A Psicologia Jurídica e a garantia de direitos das pessoas trans

Texto de autoria da Comissão de Direitos Humanos do Conselho Regional de Psicologia do Paraná (CRP-PR), por meio de seu Núcleo de Diversidade de Gênero e Sexualidades

A Psicologia Jurídica é uma das denominações para nomear a área da Psicologia que se relaciona com o Sistema de Justiça (França, 2004). [GT1] Devem ser seu objeto de estudo as consequências das ações jurídicas sobre o indivíduo. Isso porque tanto as práticas jurídicas quanto as judiciárias são as mais importantes na determinação de subjetividades, pois por meio delas é possível estabelecer formas de relações entre os indivíduos (França, 2004[GT2] ). Tais práticas, submissas ao Estado, passam a interferir e a determinar as relações humanas e, consequentemente, determinam a subjetividade dos indivíduos.

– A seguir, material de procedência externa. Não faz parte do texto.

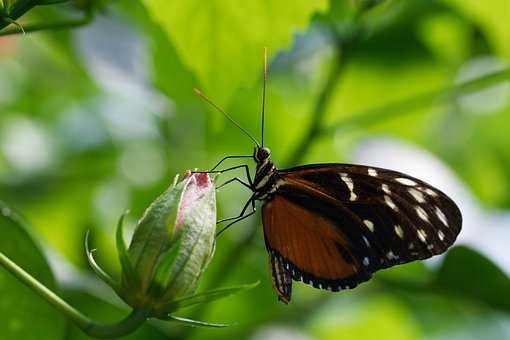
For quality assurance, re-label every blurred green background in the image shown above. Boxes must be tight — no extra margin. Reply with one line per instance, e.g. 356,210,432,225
0,0,510,340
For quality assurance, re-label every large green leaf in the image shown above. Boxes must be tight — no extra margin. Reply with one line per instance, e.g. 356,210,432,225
443,0,510,58
143,0,328,104
64,289,170,340
0,202,66,340
437,247,510,311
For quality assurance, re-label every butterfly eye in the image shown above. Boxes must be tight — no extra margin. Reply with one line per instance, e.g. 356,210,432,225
255,148,271,162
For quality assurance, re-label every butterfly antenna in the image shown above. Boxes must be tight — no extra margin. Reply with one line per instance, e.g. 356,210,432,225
194,89,260,147
261,47,267,146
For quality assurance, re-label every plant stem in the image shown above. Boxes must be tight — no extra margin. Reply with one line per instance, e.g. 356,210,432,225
0,0,37,30
286,29,359,166
317,68,510,137
0,13,93,36
0,252,148,338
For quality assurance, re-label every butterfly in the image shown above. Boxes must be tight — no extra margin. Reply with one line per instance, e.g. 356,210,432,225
197,47,462,303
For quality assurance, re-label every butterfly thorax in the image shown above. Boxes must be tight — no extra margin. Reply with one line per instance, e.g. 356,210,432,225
252,147,278,200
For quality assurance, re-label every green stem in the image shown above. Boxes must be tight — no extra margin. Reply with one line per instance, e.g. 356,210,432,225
317,68,510,137
0,252,148,338
285,27,361,166
0,14,93,36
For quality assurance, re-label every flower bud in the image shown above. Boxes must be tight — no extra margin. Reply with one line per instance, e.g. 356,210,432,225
87,172,216,317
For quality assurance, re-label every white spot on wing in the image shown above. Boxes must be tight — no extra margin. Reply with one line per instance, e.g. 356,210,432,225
340,172,358,201
395,177,418,186
423,188,437,197
368,168,377,177
416,207,429,222
381,184,391,194
363,236,370,247
436,207,448,226
386,250,398,260
363,220,374,232
395,225,404,238
407,188,425,203
384,195,398,210
416,229,427,243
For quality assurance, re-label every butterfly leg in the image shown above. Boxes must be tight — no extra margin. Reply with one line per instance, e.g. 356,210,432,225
216,177,251,190
205,164,253,189
209,155,253,171
216,196,257,237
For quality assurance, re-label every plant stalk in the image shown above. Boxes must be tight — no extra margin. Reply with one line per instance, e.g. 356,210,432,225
0,252,149,339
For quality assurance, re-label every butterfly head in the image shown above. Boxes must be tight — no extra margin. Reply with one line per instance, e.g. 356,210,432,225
253,146,271,164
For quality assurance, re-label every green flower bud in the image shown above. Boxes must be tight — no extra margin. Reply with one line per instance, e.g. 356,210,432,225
85,172,258,327
87,173,216,317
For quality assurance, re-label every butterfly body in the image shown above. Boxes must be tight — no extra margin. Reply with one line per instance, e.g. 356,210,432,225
251,147,462,303
195,50,462,303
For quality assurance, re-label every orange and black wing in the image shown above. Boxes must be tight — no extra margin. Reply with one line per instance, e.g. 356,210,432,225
262,164,462,302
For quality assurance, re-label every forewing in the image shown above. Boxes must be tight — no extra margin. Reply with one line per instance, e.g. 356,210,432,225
263,164,462,294
262,195,370,300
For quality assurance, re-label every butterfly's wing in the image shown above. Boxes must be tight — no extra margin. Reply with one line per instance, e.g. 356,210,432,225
262,164,462,301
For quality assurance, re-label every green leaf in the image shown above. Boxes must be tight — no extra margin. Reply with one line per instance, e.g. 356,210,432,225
143,0,328,105
436,246,510,311
85,230,119,292
63,288,167,340
127,181,185,290
115,212,137,290
163,281,259,310
151,234,182,293
0,202,66,340
443,0,510,58
165,315,230,328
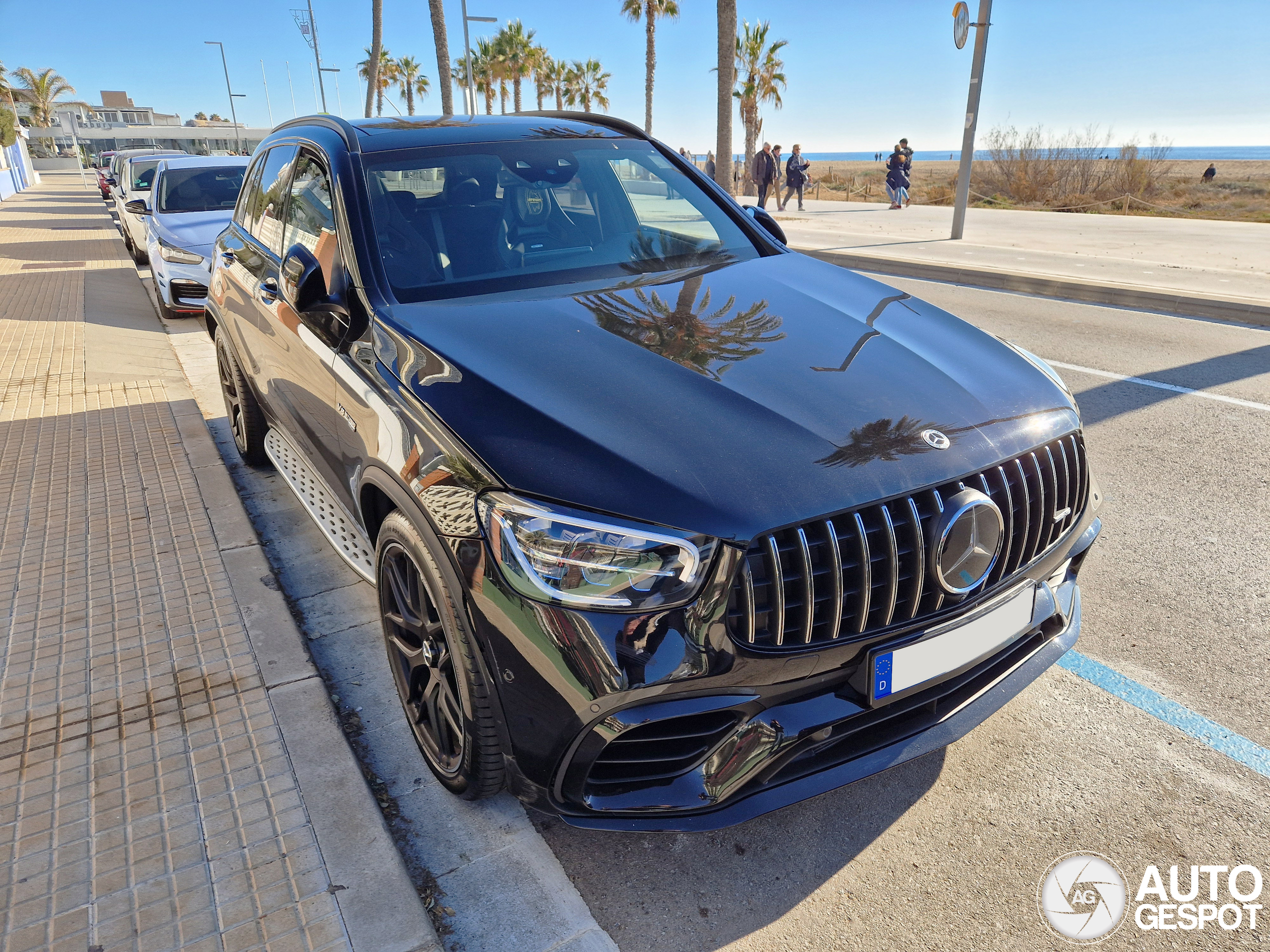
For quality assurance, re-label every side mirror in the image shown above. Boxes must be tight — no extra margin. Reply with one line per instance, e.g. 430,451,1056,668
280,244,352,350
742,204,788,245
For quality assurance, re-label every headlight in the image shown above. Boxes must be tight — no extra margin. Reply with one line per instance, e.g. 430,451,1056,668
476,493,714,611
159,239,203,264
997,338,1076,401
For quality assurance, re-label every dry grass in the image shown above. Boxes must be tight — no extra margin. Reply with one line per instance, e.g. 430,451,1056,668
809,159,1270,222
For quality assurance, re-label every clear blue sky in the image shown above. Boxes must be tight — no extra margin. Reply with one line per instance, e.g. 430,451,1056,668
0,0,1270,152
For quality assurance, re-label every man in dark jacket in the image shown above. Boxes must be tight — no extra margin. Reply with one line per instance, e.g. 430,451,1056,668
752,142,776,209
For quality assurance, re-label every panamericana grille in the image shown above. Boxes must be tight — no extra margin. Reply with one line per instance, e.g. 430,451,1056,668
728,433,1090,649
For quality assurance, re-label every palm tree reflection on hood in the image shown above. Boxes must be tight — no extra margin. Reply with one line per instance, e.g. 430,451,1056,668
816,415,964,467
576,274,785,379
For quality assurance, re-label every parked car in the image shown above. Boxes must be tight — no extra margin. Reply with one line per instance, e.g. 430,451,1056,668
124,156,250,320
109,148,186,264
92,151,114,202
206,113,1100,830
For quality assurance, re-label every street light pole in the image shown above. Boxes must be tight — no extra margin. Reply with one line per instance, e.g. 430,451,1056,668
203,39,246,152
462,0,498,115
308,0,329,113
952,0,992,241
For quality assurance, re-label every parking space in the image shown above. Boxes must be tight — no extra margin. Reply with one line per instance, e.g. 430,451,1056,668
538,278,1270,952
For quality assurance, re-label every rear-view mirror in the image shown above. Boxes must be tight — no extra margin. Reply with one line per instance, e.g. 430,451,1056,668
743,204,788,245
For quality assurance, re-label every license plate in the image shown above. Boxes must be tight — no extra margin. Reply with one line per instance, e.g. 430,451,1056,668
870,585,1036,703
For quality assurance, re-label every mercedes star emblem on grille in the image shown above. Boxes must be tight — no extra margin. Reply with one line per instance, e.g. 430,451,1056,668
931,489,1004,595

A Psicologia Jurídica, como ciência autônoma, produz conhecimento que se relaciona com o conhecimento produzido pelo Direito, incorrendo numa interseção. Portanto, há um diálogo, uma interação, bem como haverá diálogo com outros saberes como a Sociologia, a Criminologia, entre outros.

A(O) Psicóloga(o) Jurídica(o) deve estar à frente de trabalhos de conscientização em relação ao preconceito e à violência vivenciada pelas pessoas trans, promover o debate e a inclusão, além de sempre orientar, encaminhar e garantir os direitos constitucionais, humanos e sociais, aos quais podem e devem ter acesso.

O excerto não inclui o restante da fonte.